Department of English
Student and Department News
Jeanine Kerridge

The Professors [at UE] are amazing.

-Jeanine Kerridge

Jeanine Kerridge's advice to all high school students who think college is not in the cards for them is to not rule out anything. "Don't pass it up," the former English major says. "Investigate your options, check out the Internet, go to College fairs. It can open so many opportunities for you."

Kerridge, who was the first in her family to graduate from college, now works for the Indiana State Senate in Indianapolis for Senators Tom Weatherwax and Mike Young. She was raised in Evansville and graduated from the University of Evansville in May 2000 with a double major in English and creative writing.

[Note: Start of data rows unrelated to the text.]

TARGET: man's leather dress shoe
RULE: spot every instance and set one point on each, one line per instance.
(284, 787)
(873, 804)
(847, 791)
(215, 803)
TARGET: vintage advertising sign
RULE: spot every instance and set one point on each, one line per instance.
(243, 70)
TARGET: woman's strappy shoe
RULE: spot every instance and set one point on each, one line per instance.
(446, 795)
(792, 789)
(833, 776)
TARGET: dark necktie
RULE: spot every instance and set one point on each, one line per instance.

Kerridge's potential came to the surface in one of Dr. John Haegert's courses in American literature. "Not only was she a superb commentator on literary works in the classroom," said Haegert, "she was also an elegant writer and promising scholar." Consequently, Dr. Haegert asked Kerridge if she would like to expand her ideas on American fiction, especially the treatment of female characters, into a year-long undergraduate research project. After handily succeeding in the grant competition, she eventually produced a seventy page thesis entitled "Immaculate Misconceptions: The New Woman in Modern American Fiction" -- a proto-feminist study of changing conceptions of female gender in Hawthorne, Fitzgerald, and Nabokov that Dr. Haegert characterizes as "splendid." The result of this enterprise was that she was invited to present portions of her research at both the Regional Conference on Undergraduate Research at Butler University and at the Annual National Conference on Undergraduate Research held her senior year at the University of Montana.

Kerridge said that had she not attended college, she probably would not have had the opportunity to study for a year abroad at the University of Cambridge in England. "I had always been in Evansville. I grew up in Evansville, went to school in Evansville (Harrison High School), went to college in Evansville, and I really wanted to get away and see some things," she said. "There's no better place to study English literature than at its source in England." She said it was important to her to have a different cultural experience and see a different perspective on life. While there she also met her husband, Paul, and returned to Evansville where they married in October of 2000.

Soon Kerridge will be going back to college -- to attend law school. So far, because of her 99th percentile ranking in her LSAT tests she has a large variety of choices of universities who have accepted her including Harvard Law School, Northwestern University, and Duke University Law School.

Working with the senate as a legislative assistant for the past year has piqued Kerridge's interest in the political process. Wherever she chooses to attend law school she plans to major in international law, she said.

"I probably wouldn't have had any of these experiences without attending college," she said.